Pakistan records fastest remittance growth of $29.4b in two-decades

 Pakistan records fastest remittance growth of $29.4b in two-decades

Pakistan records fastest remittance growth of $29.4b in two decades

ISLAMABAD(KARACHI), 14 July: Pakistan has recorded an almost two-decades high growth rate in remittances from abroad during the last fiscal year of 2020-21, lending much support to the external sector, the central bank’s data showed on Tuesday.

“This [remittances] helped improve the country’s external sector position despite the challenging global economic conditions in the past year,” the State Bank of Pakistan (SBP) said in a statement.

The SBP’s data showed that remittances amounted to $29.4 billion two-decades for the year ended in June. Remittances stood at $23.13 billion during the previous fiscal year.

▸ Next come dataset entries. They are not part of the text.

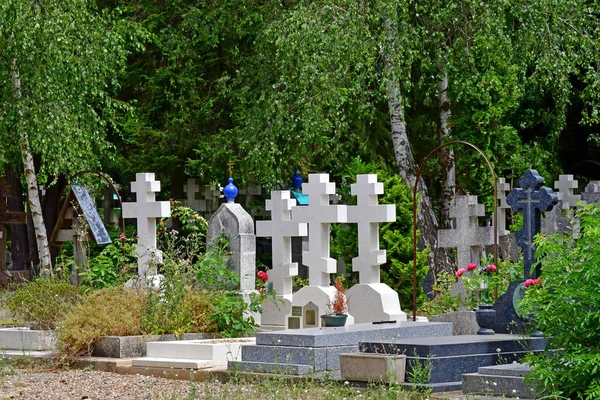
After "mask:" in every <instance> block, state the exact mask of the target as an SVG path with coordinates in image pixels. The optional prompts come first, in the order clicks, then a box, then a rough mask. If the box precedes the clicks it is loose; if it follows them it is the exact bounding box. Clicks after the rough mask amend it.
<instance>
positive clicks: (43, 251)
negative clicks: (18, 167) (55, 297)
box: [11, 59, 52, 276]
mask: <svg viewBox="0 0 600 400" xmlns="http://www.w3.org/2000/svg"><path fill="white" fill-rule="evenodd" d="M11 80H12V86H13V90H14V91H15V97H16V98H17V101H16V104H17V107H20V105H19V99H20V98H21V77H20V75H19V69H18V66H17V62H16V60H15V59H13V71H12V79H11ZM18 113H19V118H23V112H22V111H21V110H20V109H19V112H18ZM20 125H22V121H19V122H18V123H17V126H19V128H18V131H19V142H20V145H21V157H22V160H23V169H24V172H25V181H26V183H27V206H28V207H29V208H30V210H31V216H32V218H33V227H34V230H35V240H36V242H37V247H38V254H39V258H40V274H41V275H42V276H52V261H51V259H50V247H49V245H48V235H47V233H46V226H45V225H44V216H43V214H42V206H41V203H40V195H39V190H38V184H37V175H36V173H35V165H34V164H33V156H32V154H31V151H30V150H29V137H28V135H27V131H26V130H25V129H23V128H22V127H20Z"/></svg>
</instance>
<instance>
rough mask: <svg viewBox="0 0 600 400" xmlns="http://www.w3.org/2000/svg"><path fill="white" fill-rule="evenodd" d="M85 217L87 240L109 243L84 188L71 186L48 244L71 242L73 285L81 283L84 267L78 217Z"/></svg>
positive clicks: (97, 215) (86, 192) (82, 187)
mask: <svg viewBox="0 0 600 400" xmlns="http://www.w3.org/2000/svg"><path fill="white" fill-rule="evenodd" d="M82 214H83V216H84V217H85V219H86V221H87V224H88V228H89V229H88V232H87V234H86V236H87V238H88V239H90V240H95V241H96V243H98V244H108V243H111V240H110V237H109V236H108V232H107V231H106V228H105V227H104V223H103V222H102V220H101V219H100V215H98V211H97V210H96V206H95V205H94V201H93V200H92V198H91V197H90V194H89V193H88V190H87V187H85V186H78V185H75V186H72V187H71V190H70V191H69V194H68V195H67V198H66V199H65V201H64V203H63V206H62V208H61V211H60V214H59V215H58V220H57V221H56V225H55V226H54V230H53V231H52V235H51V236H50V244H55V243H62V242H70V241H72V242H73V258H74V265H73V274H72V279H73V284H75V285H76V286H78V285H79V284H80V283H81V279H80V273H81V272H82V269H81V268H82V267H83V265H84V262H85V260H84V250H83V247H82V243H81V242H80V236H81V235H80V234H79V231H80V230H81V229H82V225H81V221H80V219H79V217H80V215H82Z"/></svg>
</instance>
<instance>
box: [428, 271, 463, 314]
mask: <svg viewBox="0 0 600 400" xmlns="http://www.w3.org/2000/svg"><path fill="white" fill-rule="evenodd" d="M454 283H456V277H455V276H454V275H453V274H446V273H440V274H439V275H438V276H437V277H436V280H435V283H434V284H433V299H431V300H429V301H426V302H425V303H423V305H422V306H421V311H423V312H425V313H426V314H427V316H428V317H430V316H432V315H437V314H443V313H447V312H451V311H458V309H459V301H458V299H457V298H456V297H454V296H452V291H451V289H452V285H453V284H454Z"/></svg>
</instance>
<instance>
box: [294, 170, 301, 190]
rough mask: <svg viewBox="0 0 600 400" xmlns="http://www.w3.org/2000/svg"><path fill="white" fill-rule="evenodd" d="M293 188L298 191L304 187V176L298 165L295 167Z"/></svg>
mask: <svg viewBox="0 0 600 400" xmlns="http://www.w3.org/2000/svg"><path fill="white" fill-rule="evenodd" d="M292 189H293V190H296V191H298V190H300V189H302V176H301V175H300V174H299V173H298V167H295V168H294V175H292Z"/></svg>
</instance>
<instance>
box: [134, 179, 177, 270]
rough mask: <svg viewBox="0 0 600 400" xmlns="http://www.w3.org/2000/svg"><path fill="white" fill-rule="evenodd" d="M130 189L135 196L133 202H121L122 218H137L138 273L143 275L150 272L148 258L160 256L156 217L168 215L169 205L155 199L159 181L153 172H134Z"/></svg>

The 12-month inflows were up 27% over last year, the fastest rate of expansion since FY2003.

In June, workers’ remittances stood at $2.7 billion, 9% higher than a year earlier. These inflows increased by 8% month-on-month.

“Seasonal pre-Eid related inflows helped to further boost remittances level during June,” the SBP added.

Remittances continued their unprecedented streak of above $2 billion for a record 13th consecutive month in June.

Analysts said remittances performed unexpectedly well during almost the entire course of FY2021.

“The increase in remittances in FY21 was a huge achievement for the government and it helped bridge the external account gap in a tough year of COVID,” Saad Hashemy, executive director at BMA Capital, said.

“Given the government’s focus on Pakistani diaspora along with State Bank’s focus on increasing remittance flows, remittances are likely to remain strong.”

Analysts see an upsurge in new coronavirus variants and the poor access to vaccines in some countries to extend international travel restrictions, which will support the country’s remittances.

“We expect FY22 remittances to remain elevated and reach a similar level to FY21 given prolongation of travel restrictions amid recurrent waves of COVID,” said Awais Ashraf, head of Research at Foundation Securities.

“Opening of air travel and instability in the Gulf region would be the major risk to flows of remittances.”

The surge in July-June remittances was supported by fiscal stimulus in countries hosting migrant workers and the adaptation of digital channels to remit funds.

With fewer people travelling due to coronavirus restrictions, more money was sent via formal, instead of in-person, channels.

The government and SBP took measures to incentivise the use of formal channels of sending money home. The orderly foreign exchange market conditions also contributed to the rise in remittances.